The Group General Manager, Crude Oil Marketing Department, Rose Eshiett, disclosed this to journalists on Saturday during a tour of the facilities of the NNPCL.
She said pipelines, particularly those around Bonny terminal, could not be operated due to the activities of criminals.
She said the number of barrels stolen was very huge on a daily basis explaining about 270 barrels that were supposed to be loaded in Bonny are no longer going to be loaded because of theft.
She also said Forcados was not completely secure due to some challenges, but added that it was being addressed.
Eshiett said the impact of vandal activities caused low crude oil production, interrupted gas supply, countrywide interruption of distribution of petroleum products, refineries’ downtimes, increasing instability in the oil and gas market, “but I will tell you the major thing that affects us.

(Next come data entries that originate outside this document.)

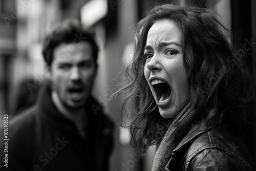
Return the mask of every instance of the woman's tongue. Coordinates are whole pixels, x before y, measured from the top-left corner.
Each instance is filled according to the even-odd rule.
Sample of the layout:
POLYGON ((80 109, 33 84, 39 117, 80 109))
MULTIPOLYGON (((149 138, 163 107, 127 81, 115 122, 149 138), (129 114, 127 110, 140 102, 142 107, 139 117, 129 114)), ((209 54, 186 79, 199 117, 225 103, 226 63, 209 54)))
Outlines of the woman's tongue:
POLYGON ((166 91, 164 91, 163 93, 162 93, 162 95, 159 99, 159 103, 163 103, 168 100, 170 95, 170 92, 169 89, 167 89, 166 91))

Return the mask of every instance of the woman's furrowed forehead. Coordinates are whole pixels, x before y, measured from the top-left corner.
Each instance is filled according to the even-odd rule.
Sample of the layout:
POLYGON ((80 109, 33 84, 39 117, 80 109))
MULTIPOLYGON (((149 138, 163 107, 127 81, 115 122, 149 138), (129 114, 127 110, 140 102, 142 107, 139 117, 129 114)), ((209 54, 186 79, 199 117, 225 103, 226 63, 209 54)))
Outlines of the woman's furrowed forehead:
POLYGON ((169 20, 156 22, 150 29, 147 33, 146 45, 159 47, 168 44, 181 46, 181 33, 175 23, 169 20))

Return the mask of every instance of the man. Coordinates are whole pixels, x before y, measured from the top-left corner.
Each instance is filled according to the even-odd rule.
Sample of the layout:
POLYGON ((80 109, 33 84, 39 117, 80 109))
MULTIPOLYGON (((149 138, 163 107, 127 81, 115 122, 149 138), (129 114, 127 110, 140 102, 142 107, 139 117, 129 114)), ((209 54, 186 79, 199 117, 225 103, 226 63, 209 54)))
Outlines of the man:
POLYGON ((113 124, 90 95, 98 51, 93 36, 75 22, 46 37, 49 80, 36 105, 8 125, 8 167, 1 155, 1 170, 108 169, 113 124))

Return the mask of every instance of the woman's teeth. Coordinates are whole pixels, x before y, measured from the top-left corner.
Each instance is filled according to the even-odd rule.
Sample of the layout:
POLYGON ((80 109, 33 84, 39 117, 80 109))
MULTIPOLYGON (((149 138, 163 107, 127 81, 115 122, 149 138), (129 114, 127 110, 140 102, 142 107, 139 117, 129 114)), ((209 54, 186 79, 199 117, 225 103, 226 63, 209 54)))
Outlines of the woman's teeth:
POLYGON ((151 82, 151 85, 160 84, 160 83, 164 83, 164 82, 160 79, 154 79, 151 82))

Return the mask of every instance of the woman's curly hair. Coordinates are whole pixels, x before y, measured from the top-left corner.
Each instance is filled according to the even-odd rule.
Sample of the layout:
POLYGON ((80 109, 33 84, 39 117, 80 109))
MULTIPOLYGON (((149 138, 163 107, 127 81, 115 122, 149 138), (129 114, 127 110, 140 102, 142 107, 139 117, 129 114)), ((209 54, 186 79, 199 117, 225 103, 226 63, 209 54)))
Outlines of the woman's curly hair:
POLYGON ((249 46, 234 46, 231 31, 219 17, 204 8, 165 4, 153 8, 138 23, 133 58, 125 71, 129 83, 118 92, 125 92, 123 112, 132 118, 123 126, 130 127, 131 144, 139 143, 141 152, 159 144, 172 122, 160 115, 143 73, 147 32, 160 20, 174 22, 182 33, 190 89, 186 103, 195 106, 194 111, 178 123, 176 139, 184 138, 192 125, 202 123, 207 130, 226 123, 236 134, 246 130, 254 94, 253 77, 245 65, 249 46))

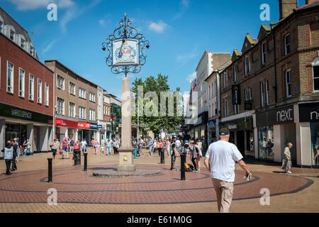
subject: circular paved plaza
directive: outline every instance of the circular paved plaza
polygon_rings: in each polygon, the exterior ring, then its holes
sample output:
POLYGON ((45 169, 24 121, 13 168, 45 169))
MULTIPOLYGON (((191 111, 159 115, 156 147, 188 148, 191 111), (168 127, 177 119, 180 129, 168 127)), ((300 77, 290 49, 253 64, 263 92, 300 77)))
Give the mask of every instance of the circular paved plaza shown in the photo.
MULTIPOLYGON (((57 189, 58 203, 91 204, 177 204, 216 201, 216 196, 208 171, 180 172, 167 165, 137 165, 137 168, 158 170, 158 176, 133 178, 100 178, 93 172, 116 168, 116 165, 91 165, 53 169, 53 182, 47 182, 47 170, 0 175, 0 203, 47 203, 47 190, 57 189)), ((253 172, 251 181, 244 180, 244 172, 236 171, 234 200, 260 198, 260 190, 269 189, 271 196, 296 193, 310 186, 309 178, 282 174, 253 172)))

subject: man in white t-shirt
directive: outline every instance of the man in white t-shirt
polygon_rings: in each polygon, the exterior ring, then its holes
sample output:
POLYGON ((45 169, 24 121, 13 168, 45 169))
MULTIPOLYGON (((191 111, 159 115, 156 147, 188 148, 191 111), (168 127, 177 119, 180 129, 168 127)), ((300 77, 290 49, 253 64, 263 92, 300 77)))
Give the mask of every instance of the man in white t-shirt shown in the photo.
POLYGON ((220 213, 228 213, 230 208, 235 162, 238 162, 240 167, 246 172, 246 176, 252 175, 236 145, 228 142, 229 137, 228 129, 222 128, 220 131, 220 140, 211 144, 204 162, 206 168, 211 172, 220 213))

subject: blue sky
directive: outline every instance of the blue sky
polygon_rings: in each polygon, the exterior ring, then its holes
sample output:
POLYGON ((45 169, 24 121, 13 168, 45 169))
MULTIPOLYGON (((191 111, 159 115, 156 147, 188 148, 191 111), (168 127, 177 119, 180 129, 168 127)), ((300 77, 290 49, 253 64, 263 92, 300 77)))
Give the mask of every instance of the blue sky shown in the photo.
MULTIPOLYGON (((304 1, 300 1, 300 4, 304 1)), ((278 0, 0 0, 1 6, 26 30, 40 60, 57 59, 84 78, 121 99, 121 79, 105 64, 101 43, 118 27, 126 12, 150 41, 145 78, 169 76, 172 89, 189 91, 191 77, 205 50, 241 50, 246 33, 257 38, 262 23, 279 19, 278 0), (47 6, 57 5, 57 21, 48 21, 47 6), (262 4, 270 6, 270 21, 259 18, 262 4)))

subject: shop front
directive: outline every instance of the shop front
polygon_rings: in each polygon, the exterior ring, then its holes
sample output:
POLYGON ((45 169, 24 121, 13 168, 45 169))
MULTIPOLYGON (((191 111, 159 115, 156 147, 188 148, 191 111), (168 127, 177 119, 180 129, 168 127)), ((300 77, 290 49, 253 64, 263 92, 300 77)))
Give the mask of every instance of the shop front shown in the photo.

“Nigeria will suffer for it; the revenues are impacted, so we can only appeal to them to rein in themselves, the oil theft situation is regrettable. It’s not going on across the whole of the Niger Delta, there are trunk lines that are more impacted on, I think the Bonny trunk line ranks highest”.
“Our major challenge as a country is our capability to respond and that is as a result of several factors, the terrain as well as some incapacity that we have.”
Explaining the dire economic situation facing the country as a result of the losses, and how the NNPCL has evolved a technologically-driven all-solutions to tame the menace, the Group General Manager of the National Petroleum Investment Management Services (NAPIMS), Bala Wunti, said an urgent action was required.
Wunti, who spoke at a demonstration briefing organized for journalists in Abuja, said though the digital solution has a semblance of the Saudi oil company’s (Aramco) security infrastructure, the Nigerian model was combining technology with the efforts of the national security outfits and that of the communities.